Visionary Realms, which is made up of 20 volunteer members, is hoping to raise $1,000 per video showcasing their progress over a month of development. McQuaid said that Patreon prefers that creators have smaller goals than typical game development milestones like alpha and beta, so he chose to tie the pledges to the monthly videos for now.
The developer has already published two videos with footage of the pre-alpha version of the game, which are available on its YouTube page.
McQuaid, who is chief creative officer on the project, told us that the November video will happen regardless of the Patreon funds, but that “it sure would help the volunteers who are working so hard and have been working so hard on this project if we were able to bring in that money.”
After Pantheon failed to raise $800,000 on Kickstarter in February, the developer started accepting pledges through its website, where it has raised about $160,000 to date, according to McQuaid.

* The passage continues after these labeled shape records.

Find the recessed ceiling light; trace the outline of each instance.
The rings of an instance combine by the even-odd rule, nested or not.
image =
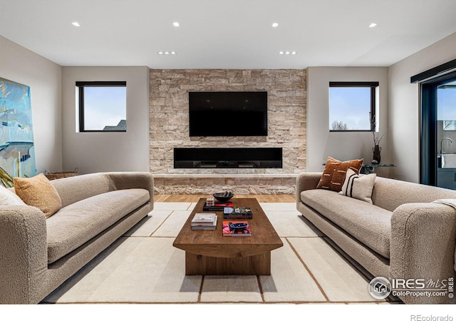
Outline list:
[[[298,54],[297,51],[279,51],[279,55],[296,55]]]
[[[177,55],[176,51],[157,51],[159,55]]]

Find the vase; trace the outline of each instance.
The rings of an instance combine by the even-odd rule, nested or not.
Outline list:
[[[377,161],[377,163],[380,164],[380,153],[382,151],[382,148],[378,145],[375,145],[373,148],[372,151],[373,152],[373,160]]]

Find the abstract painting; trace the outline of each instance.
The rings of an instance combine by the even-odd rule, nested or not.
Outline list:
[[[36,175],[30,87],[0,78],[0,184]]]

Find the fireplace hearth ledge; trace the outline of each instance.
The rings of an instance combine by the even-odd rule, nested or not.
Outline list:
[[[280,174],[227,174],[227,173],[213,173],[213,174],[191,174],[191,173],[177,173],[177,174],[155,174],[152,175],[157,178],[297,178],[299,174],[280,173]]]

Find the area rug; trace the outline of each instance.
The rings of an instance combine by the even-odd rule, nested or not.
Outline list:
[[[172,247],[195,203],[154,210],[42,303],[384,303],[369,280],[336,251],[292,203],[260,203],[284,246],[271,275],[186,276]]]

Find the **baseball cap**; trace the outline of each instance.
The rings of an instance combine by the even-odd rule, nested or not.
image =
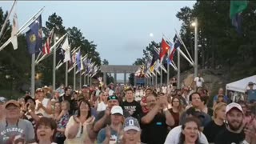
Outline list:
[[[119,106],[114,106],[111,108],[110,113],[111,113],[111,114],[119,114],[121,115],[123,115],[123,110],[122,110],[122,107]]]
[[[4,97],[0,97],[0,103],[6,103],[6,98]]]
[[[110,95],[107,98],[107,101],[111,100],[111,99],[116,99],[118,100],[118,98],[116,95]]]
[[[238,109],[239,111],[241,111],[242,113],[242,106],[238,103],[232,102],[232,103],[230,103],[230,104],[228,104],[226,106],[226,114],[234,108]]]
[[[134,130],[137,131],[141,130],[138,121],[133,117],[127,117],[123,126],[124,131],[128,131],[130,130]]]
[[[38,88],[36,90],[35,90],[36,93],[38,92],[43,92],[43,90],[42,88]]]
[[[29,99],[31,99],[31,100],[34,102],[34,103],[35,103],[34,99],[32,97],[29,96],[29,95],[28,95],[28,96],[26,96],[26,97],[24,98],[25,103],[26,103]]]
[[[87,86],[87,85],[83,85],[83,86],[82,86],[82,89],[84,89],[84,88],[88,88],[88,86]]]
[[[21,105],[18,103],[18,101],[15,101],[15,100],[11,99],[11,100],[10,100],[10,101],[8,101],[8,102],[6,102],[6,108],[7,107],[8,105],[10,105],[10,104],[14,105],[14,106],[16,106],[17,107],[21,107]]]

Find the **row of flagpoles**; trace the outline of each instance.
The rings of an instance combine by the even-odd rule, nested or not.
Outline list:
[[[180,38],[178,33],[175,30],[175,36],[173,42],[167,38],[162,34],[161,42],[161,46],[159,48],[154,46],[153,56],[148,54],[146,58],[146,62],[139,67],[135,73],[135,77],[138,76],[139,74],[144,74],[146,78],[153,78],[155,77],[155,85],[158,85],[157,78],[158,74],[161,77],[161,86],[162,85],[162,71],[167,74],[167,84],[170,80],[170,66],[171,66],[175,71],[178,72],[178,79],[180,79],[180,54],[193,66],[196,66],[197,62],[194,62],[190,54],[186,45]],[[181,46],[183,46],[186,50],[186,56],[185,53],[181,50]],[[178,51],[178,66],[174,61],[174,55],[175,51]],[[167,55],[166,59],[164,59],[165,56]],[[167,62],[167,70],[163,65],[164,61]],[[160,71],[159,71],[160,70]],[[153,79],[152,79],[153,82]],[[178,80],[178,87],[180,86],[179,81]]]
[[[44,44],[42,43],[42,14],[44,7],[38,13],[32,16],[22,27],[18,29],[18,16],[16,12],[17,1],[14,1],[8,16],[2,27],[0,32],[0,38],[4,36],[4,29],[6,22],[10,19],[10,15],[14,13],[11,37],[0,46],[0,51],[2,50],[10,42],[12,43],[14,50],[18,49],[17,37],[24,32],[27,28],[29,30],[26,32],[26,38],[27,42],[28,51],[31,54],[31,94],[34,95],[34,76],[35,66],[40,62],[45,60],[51,54],[53,54],[53,90],[55,90],[55,70],[58,70],[64,63],[66,64],[65,84],[68,85],[68,73],[74,70],[74,89],[76,89],[76,74],[80,74],[80,86],[82,87],[82,76],[84,75],[84,82],[87,76],[87,82],[89,84],[89,78],[94,77],[100,67],[87,54],[82,56],[81,46],[74,48],[71,50],[71,44],[68,41],[68,34],[65,34],[57,41],[56,33],[54,32],[58,27],[53,28],[50,32],[48,38]],[[53,45],[51,46],[54,39]],[[64,42],[63,40],[65,39]],[[37,58],[35,58],[37,54]],[[56,56],[60,58],[60,61],[56,65]],[[78,69],[76,69],[76,67]]]

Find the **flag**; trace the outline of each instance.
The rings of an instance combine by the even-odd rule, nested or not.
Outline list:
[[[65,57],[65,50],[63,49],[58,49],[56,51],[56,59],[57,62],[64,62],[64,57]]]
[[[50,32],[49,37],[46,39],[43,47],[42,47],[42,54],[50,54],[50,46],[54,34],[54,29]]]
[[[174,38],[174,46],[173,48],[173,50],[170,51],[169,58],[170,61],[174,60],[174,53],[176,51],[176,49],[178,48],[179,46],[181,46],[181,43],[177,37],[177,35],[175,34]]]
[[[69,46],[69,38],[66,37],[65,42],[62,46],[62,49],[65,50],[65,57],[63,62],[68,62],[70,60],[70,47]]]
[[[39,17],[29,26],[30,30],[26,33],[27,47],[30,54],[42,51],[42,17]]]
[[[159,58],[160,58],[160,62],[162,63],[164,56],[167,53],[167,51],[170,50],[170,46],[167,43],[167,42],[162,38],[162,42],[161,42],[161,48],[159,52]]]
[[[152,66],[155,62],[155,61],[157,61],[158,58],[159,58],[158,54],[155,50],[153,50],[153,58],[152,58],[150,66]]]
[[[18,30],[18,16],[15,11],[13,18],[13,26],[12,26],[11,36],[10,36],[11,43],[13,44],[14,50],[18,49],[18,38],[17,38]]]
[[[242,34],[242,12],[246,9],[247,1],[230,0],[230,17],[232,25],[235,26],[237,32]]]
[[[81,70],[81,50],[79,50],[78,53],[76,55],[76,62],[78,67],[78,71]]]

McQuaid said the plan is to have the game finished by 2017, but notes that it’s a “conservative guesstimate.”
“We have been making crazy good progress in the last couple of months, so it may be sooner, but I’d rather be conservative at this point,” he said.
First and second quarter 2015 are important for Pantheon, McQuaid said. In the first quarter, he needs to hire “quite a few” world builders and artists. In the second quarter, the game is expected to be in alpha. The developer will need funding, either from crowdfunding or investors, by then, he said, or else it will slow development down.
“Right now funding would certainly be helpful and make our volunteers a lot more financially comfortable, but we can proceed at the pace we are at right now until at least first or second quarter 2015,” McQuaid said. “On the other hand, the farther we can take the game pre-funding, the less of the company we will have to sell in preferred stock and the more creative control we would probably be able to retain.”
At the time of this writing, Patreon, which McQcuaid told us he hopes will be a long-term solution, is earning the team $17 per video. Not nearly enough yet to fund a game in a massive genre known for development costs of $150 million or more.